Pura helps you clean chemical and reaction data. Right now, you can use it to resolve common chemical names (e.g., aspirin) to standard cheminformatics identifiers like SMILES.

You can now access pura using our web app!

Installation

pip install pura

Resolve compound identifiers

Compounds are often recorded as common names instead of a machine readable identifier like SMILES.

There are several services that can do name resolution (PubChem, Chemical Identity Resolver, ChemSpider), and they sometimes disagree. Pura enables you to check several services asynchronously and ensure that a certain number agree on the resolved identifier. You can then discard or manually check the names that could not be resolved.
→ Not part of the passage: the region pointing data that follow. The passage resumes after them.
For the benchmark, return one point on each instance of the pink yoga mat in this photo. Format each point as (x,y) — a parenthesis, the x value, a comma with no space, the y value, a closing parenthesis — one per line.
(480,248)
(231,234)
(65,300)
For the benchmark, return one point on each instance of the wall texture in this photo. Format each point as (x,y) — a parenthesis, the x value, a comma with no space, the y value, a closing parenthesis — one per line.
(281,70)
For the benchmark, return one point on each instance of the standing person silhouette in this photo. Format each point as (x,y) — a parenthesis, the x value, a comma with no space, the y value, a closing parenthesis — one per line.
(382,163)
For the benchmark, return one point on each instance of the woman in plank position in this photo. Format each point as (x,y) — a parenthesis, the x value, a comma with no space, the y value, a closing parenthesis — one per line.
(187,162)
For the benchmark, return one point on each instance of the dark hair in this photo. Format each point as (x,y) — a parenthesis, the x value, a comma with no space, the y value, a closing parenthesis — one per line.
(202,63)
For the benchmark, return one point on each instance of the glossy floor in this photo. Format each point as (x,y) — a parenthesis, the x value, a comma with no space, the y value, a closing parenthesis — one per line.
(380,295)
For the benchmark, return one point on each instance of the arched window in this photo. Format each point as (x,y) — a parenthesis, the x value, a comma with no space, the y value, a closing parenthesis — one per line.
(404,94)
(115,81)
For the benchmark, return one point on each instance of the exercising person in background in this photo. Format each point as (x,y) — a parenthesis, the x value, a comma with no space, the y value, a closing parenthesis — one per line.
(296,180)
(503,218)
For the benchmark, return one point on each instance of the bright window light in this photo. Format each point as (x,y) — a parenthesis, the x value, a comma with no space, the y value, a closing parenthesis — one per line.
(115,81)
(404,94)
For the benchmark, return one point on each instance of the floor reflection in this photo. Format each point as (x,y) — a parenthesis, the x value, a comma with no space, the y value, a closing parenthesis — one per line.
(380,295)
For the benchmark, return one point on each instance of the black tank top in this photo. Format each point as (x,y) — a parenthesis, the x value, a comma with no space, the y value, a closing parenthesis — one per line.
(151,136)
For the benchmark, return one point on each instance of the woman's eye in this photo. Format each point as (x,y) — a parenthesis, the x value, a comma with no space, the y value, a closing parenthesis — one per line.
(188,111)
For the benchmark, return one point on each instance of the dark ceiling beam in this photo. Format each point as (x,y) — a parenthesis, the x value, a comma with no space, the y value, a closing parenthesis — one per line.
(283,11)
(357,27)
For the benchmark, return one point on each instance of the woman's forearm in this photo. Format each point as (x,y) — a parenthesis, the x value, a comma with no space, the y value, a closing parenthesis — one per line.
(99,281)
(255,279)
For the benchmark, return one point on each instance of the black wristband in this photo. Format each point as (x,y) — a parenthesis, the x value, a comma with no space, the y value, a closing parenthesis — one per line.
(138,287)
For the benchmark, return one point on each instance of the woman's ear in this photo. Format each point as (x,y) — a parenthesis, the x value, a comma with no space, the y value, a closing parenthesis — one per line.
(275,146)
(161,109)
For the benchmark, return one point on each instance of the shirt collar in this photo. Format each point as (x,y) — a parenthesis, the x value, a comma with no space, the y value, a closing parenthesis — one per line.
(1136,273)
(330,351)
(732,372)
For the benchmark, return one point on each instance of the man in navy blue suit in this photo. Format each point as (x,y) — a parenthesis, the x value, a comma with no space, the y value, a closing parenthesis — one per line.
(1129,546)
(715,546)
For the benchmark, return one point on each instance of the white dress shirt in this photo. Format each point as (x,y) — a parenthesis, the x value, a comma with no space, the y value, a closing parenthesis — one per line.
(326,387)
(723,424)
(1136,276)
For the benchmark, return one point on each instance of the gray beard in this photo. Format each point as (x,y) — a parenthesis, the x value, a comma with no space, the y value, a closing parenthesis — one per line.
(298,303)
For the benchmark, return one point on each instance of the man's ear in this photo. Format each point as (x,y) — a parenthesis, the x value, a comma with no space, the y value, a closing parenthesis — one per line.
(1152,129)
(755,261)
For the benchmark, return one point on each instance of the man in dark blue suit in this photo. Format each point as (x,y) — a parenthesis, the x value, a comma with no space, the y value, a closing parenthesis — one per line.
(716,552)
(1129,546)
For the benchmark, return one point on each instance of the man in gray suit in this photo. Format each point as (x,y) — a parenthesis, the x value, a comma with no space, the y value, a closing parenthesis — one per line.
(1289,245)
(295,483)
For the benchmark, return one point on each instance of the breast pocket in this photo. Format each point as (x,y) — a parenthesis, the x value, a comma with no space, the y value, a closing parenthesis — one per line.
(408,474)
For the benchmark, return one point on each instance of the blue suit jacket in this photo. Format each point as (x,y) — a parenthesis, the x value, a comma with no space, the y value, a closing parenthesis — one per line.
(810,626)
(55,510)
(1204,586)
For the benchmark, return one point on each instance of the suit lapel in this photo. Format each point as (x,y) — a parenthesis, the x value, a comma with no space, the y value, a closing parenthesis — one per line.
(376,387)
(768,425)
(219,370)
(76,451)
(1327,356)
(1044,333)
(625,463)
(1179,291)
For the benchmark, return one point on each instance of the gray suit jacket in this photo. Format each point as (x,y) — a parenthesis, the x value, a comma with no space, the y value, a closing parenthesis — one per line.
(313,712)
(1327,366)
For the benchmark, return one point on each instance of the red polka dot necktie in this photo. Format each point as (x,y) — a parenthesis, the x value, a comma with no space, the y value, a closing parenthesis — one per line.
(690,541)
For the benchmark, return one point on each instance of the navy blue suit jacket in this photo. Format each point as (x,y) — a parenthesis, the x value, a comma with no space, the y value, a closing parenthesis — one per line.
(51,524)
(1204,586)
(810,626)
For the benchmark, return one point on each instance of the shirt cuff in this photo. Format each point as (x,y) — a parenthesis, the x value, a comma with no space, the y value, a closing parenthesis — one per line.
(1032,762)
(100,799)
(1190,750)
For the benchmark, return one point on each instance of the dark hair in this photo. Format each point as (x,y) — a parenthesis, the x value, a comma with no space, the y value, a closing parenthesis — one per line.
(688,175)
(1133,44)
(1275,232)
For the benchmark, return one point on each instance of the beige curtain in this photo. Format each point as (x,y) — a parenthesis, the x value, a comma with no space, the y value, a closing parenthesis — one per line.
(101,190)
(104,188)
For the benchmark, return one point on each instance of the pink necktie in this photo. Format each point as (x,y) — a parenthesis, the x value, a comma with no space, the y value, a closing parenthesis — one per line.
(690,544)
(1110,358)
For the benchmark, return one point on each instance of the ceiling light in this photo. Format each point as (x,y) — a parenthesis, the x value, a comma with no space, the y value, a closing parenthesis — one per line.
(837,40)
You can find a full list of services here.

# Import pura
from pura.resolvers import resolve_identifiers
from pura.compound import CompoundIdentifierType
from pura.services import PubChem, CIR, CAS

# Resolve names to SMILES
resolved = resolve_identifiers(
    ["Josiphos SL-J001-1", "Rh(NBD)2BF4", "DuPhos"],
    input_identifer_type=CompoundIdentifierType.NAME,
    output_identifier_type=CompoundIdentifierType.SMILES,
    backup_identifier_types=[
        CompoundIdentifierType.INCHI_KEY,
        CompoundIdentifierType.CAS_NUMBER,
    ],
    services=[PubChem(autocomplete=True), CIR(), CAS()],
    agreement=1,
    silent=True,
)
print("\nResults\n")
for input_compound, resolved_identifiers in resolved:
    print(input_compound, resolved_identifiers, "\n")
#Josiphos SL-J001-1 [CompoundIdentifier(identifier_type=<CompoundIdentifierType.SMILES: 2>, #value='C1CCCC1.CC(C1CCCC1P(c1ccccc1)c1ccccc1)P(C1CCCCC1)C1CCCCC1.[Fe]', details=None)]

# Rh(NBD)2BF4 [CompoundIdentifier(identifier_type=<CompoundIdentifierType.SMILES: 2>, value='C1=CC2C=CC1C2.C1=CC2C=CC1C2.F[B-](F)(F)F.[Rh]', details=None)]

# Dichloro(p-cymene)ruthenium(II) dimer [CompoundIdentifier(identifier_type=<CompoundIdentifierType.SMILES: 2>, value='Cc1ccc(C(C)C)cc1.Cc1ccc(C(C)C)cc1.Cl[Ru]Cl.Cl[Ru]Cl', details=None)]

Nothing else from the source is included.